Kompastalk.co,Apin BK alias Jhoni, bos judi online terbesar di Sumatera Utara (Sumut), hingga kini belum juga ditangkap.
Apin kabur di hari yang sama saat Kapolda Sumut Irjen RZ Panca Putra Simanjuntak bersama jajaran, menggerebek markasnya yang berada di perumahan elite di Deli Serdang, Sumut, pada 9 Agustus 2022.
Apin kabur ke Singapura pada 9 Agustus 2022 melalui Bandara Internasional Kualanamu, Deli Serdang.
Dari penggerebekan itu, tidak ada yang ditangkap. Namun, polisi menyita ratusan laptop dan komputer.
Polisi beberapa hari kemudian menggeledah dua rumah Apin di Deli Serdang. Namun, rumah tersebut sudah kosong.
Polda Sumut kemudian menetapkan Apin bersama seorang anak buahnya yang merupakan pimpinan operator judi online bernama Niko Prasetia sebagai tersangka.
Suasana depan rumah milik Apin BK, bos judi online terbesar id Sumut, yang berada di Komplek Cemara Asri, Jalan Palem nomor 28, Kecamatan Percut Seituan, digeledah polisi, Jumat (19/8/2022).

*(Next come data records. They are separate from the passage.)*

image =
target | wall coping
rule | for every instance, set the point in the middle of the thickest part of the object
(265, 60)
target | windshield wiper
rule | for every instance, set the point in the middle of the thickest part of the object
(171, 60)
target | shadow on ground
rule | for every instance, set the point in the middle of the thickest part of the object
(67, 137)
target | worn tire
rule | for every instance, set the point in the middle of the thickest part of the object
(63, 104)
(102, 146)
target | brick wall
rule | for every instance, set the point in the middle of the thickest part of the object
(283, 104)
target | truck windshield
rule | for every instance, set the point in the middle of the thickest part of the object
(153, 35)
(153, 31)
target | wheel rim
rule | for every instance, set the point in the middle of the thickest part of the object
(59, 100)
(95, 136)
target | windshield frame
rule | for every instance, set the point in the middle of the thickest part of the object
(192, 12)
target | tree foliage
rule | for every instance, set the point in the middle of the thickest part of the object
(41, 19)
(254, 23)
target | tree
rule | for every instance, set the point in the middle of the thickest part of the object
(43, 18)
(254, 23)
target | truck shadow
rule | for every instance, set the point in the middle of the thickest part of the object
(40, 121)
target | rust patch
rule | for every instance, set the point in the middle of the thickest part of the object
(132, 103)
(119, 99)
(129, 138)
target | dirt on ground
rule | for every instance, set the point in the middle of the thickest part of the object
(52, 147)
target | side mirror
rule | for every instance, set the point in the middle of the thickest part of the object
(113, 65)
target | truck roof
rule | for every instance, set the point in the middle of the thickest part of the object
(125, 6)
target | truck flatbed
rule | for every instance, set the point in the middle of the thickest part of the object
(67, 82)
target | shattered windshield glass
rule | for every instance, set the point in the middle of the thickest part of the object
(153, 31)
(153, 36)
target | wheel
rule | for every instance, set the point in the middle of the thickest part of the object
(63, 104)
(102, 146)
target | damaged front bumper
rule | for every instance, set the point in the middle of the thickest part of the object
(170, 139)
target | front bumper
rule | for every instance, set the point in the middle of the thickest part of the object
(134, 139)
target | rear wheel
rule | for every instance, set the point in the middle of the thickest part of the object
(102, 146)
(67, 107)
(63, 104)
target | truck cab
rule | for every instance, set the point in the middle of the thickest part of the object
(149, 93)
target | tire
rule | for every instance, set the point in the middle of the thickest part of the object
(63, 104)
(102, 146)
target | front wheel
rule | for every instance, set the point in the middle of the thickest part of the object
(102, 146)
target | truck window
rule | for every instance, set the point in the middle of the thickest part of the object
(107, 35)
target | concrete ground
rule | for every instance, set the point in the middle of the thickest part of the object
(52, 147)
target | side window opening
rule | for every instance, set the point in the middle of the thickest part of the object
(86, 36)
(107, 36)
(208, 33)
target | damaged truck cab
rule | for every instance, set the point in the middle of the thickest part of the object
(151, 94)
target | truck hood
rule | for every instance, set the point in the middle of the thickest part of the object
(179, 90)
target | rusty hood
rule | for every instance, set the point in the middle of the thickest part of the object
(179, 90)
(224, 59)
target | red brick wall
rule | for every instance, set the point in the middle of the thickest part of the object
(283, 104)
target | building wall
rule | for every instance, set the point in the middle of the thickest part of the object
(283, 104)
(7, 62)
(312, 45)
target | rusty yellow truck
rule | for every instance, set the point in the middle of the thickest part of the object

Penetapan tersangka dilakukan setelah Polda Sumut melakukan gelar perkara dan memeriksa saksi-saksi pada 19 Agustus 2022.
Untuk Niko, polisi telah melimpahkan berkas perkara tahap pertama ke Kejaksaan.
Sementara Apin sudah dimasukkan dalam daftar pencarian orang alias DPO.
“Mulai Rabu (24/8/2022), AP jadi buronan, masuk dalam DPO,” kata Kabid Humas Polda Sumut Kombes Hadi Wahyudi saat dikonfirmasi Kompas.com, Kamis (25/8/2022) pagi.
Selain dikenakan pasal perjudian, Apin dijerat pasal tindak pidana pencucian uang (TPPU).
Polda Sumut juga telah menyegel tujuh aset milik Apin, salah satunya bangunan ruko di kompleks Cemara Asri, Kecamatan Percut Seituan, Sumut.
Penyegelan dilakukan pada Jumat 16 September oleh penyidik
“Polda Sumut sudah mengajukan red notice melalui Divhubinter Mabes Polri,” kata Hadi, Rabu (21/9/2022).
Hadi mengatakan, terkait penerbitan red notice terhadap Apin BK, petugas berkoordinasi dengan interpol National Central Bureau (NCB) untuk Indonesia atau Interpol Indonesia.